2. Purified Macromolecule as Vaccine

These vaccines include purified and specific parts of the virus or bacteria, such as Proteins, Polysaccharides, or Toxoids (A bacterial toxin weakened until it is no longer toxic) to stimulate an immune response.

Proteins based antigens are more immunogenic due to their structural complexity, diversity of antigenic epitope, better presentation by antigen presenting cells (APC) through MHC to T-cells and effective inducers of immunological memory. Examples include Hepatitis B vaccine and Human papillomavirus (HPV) vaccine.

Toxoid vaccines include inactivated exotoxin of Corynebacterium diphtheriae to prevent disease called Diphtheria involving formation of false membrane in throat causing difficulty in breathing. Tetanus Toxoid vaccine to prevent lockjaw caused by toxins of Clostridium tetani.

Polysaccharide vaccines Certain pathogenic bacteria have capsule composed of polysaccharides such as Pneumonia causing Pneumococcal bacteria. Pneumococcal conjugate Vaccine contains 13 or 23 antigenically different capsular polysaccharides activating B-cells to produce IgM. Examples include vaccines for Hemophilus influenza, Streptococcus pneumoniae.

These vaccines do not contain the pathogens itself, hence are safer for certain populations, such as people with weak immune systems.

3. Viral Vector Vaccines:

These vaccines use a harmless virus (the vector) such as Vaccinia virus (cowpox virus) or Adenovirus. Chosen based on their safety profile, capacity for genetic manipulation, and ability to infect target cells.

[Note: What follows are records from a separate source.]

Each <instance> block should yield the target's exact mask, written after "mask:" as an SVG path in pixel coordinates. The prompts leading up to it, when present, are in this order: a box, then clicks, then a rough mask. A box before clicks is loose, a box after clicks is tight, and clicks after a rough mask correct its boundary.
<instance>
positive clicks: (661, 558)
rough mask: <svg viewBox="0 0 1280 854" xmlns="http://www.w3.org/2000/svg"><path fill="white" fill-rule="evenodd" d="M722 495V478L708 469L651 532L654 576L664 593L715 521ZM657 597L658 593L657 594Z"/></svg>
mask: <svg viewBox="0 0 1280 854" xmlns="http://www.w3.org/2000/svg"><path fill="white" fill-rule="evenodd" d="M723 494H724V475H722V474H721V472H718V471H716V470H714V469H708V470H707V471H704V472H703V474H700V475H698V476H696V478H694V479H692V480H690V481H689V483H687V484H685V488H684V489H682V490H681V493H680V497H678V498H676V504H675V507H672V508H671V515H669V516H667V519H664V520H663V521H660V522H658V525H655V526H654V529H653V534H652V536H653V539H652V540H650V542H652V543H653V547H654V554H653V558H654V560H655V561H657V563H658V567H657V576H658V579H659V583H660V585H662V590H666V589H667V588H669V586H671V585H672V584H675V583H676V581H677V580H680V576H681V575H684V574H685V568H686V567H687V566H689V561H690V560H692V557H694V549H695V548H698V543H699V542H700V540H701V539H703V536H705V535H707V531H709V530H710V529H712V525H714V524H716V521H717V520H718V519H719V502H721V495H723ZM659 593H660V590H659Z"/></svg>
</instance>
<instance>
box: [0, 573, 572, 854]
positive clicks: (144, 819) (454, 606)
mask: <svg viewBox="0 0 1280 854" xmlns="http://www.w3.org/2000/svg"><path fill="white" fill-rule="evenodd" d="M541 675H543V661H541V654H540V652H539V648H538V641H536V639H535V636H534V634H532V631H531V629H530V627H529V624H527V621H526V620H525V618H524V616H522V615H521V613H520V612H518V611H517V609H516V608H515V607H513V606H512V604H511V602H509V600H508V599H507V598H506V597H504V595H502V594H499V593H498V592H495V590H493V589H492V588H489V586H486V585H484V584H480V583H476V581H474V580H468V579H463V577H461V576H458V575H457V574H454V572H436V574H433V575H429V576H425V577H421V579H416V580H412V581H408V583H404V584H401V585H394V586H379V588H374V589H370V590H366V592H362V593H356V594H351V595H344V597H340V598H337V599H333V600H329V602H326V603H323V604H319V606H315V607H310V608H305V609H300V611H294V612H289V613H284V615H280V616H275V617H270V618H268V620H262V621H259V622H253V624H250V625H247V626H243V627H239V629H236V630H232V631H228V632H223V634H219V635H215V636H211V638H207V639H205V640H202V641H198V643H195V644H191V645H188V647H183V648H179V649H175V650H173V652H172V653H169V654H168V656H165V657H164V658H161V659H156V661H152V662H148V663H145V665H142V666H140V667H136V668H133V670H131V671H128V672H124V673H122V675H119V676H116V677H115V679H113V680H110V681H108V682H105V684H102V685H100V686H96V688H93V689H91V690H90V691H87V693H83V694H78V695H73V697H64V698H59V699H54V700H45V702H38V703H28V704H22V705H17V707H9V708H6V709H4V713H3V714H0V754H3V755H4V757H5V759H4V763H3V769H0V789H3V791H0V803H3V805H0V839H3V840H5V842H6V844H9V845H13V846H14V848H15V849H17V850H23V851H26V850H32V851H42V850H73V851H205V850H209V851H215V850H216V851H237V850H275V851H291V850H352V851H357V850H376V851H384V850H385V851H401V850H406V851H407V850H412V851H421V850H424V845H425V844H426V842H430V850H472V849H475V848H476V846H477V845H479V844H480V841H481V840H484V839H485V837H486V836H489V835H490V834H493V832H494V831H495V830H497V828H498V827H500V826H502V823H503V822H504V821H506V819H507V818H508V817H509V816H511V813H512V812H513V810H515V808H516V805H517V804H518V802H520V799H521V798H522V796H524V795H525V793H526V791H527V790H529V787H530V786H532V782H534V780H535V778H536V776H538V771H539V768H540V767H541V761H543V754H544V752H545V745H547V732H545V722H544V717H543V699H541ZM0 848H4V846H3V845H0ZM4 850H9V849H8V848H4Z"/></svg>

The genes encoding “specific antigens” from a pathogenic virus or bacteria are incorporated into the genetic material of the Vector. The vector vaccine containing this modified virus is injected into the human body's cells. The human cells then produce encoded proteins or other components (antigens) of the pathogen, in its natural form without any denaturation or modification triggering an immune response. Examples include the COVID-19 vaccines developed by AstraZeneca (using a chimpanzee adenovirus vector) and Johnson & Johnson (using a human adenovirus vector) incorporated genes encoding spike proteins of the COVID-19 virus.

Vaccine containing Viral Vector with gene encoding “specific antigen”

4. Nucleic acid vaccines:

These vaccines use genetic material, such as DNA or RNA, from the pathogen to stimulate an immune response.

The antigenic genes are cloned into the plasmid (a circular DNA molecule capable of replication and gene expression in host cells). The delivery system mostly includes lipid nanoparticles or viral vectors to protect the genetic material from degradation and facilitate its uptake by host cells.

The genetic material is typically injected either intramuscularly, subcutaneously, or intradermally taken up by cells in the body. Cells then produce proteins (antigens) similar to those of the pathogen, prompting an immune response. mRNA vaccines, like the Pfizer-BioNTech and Moderna encoding the spike proteins of COVID-19 are examples of nucleic acid vaccines.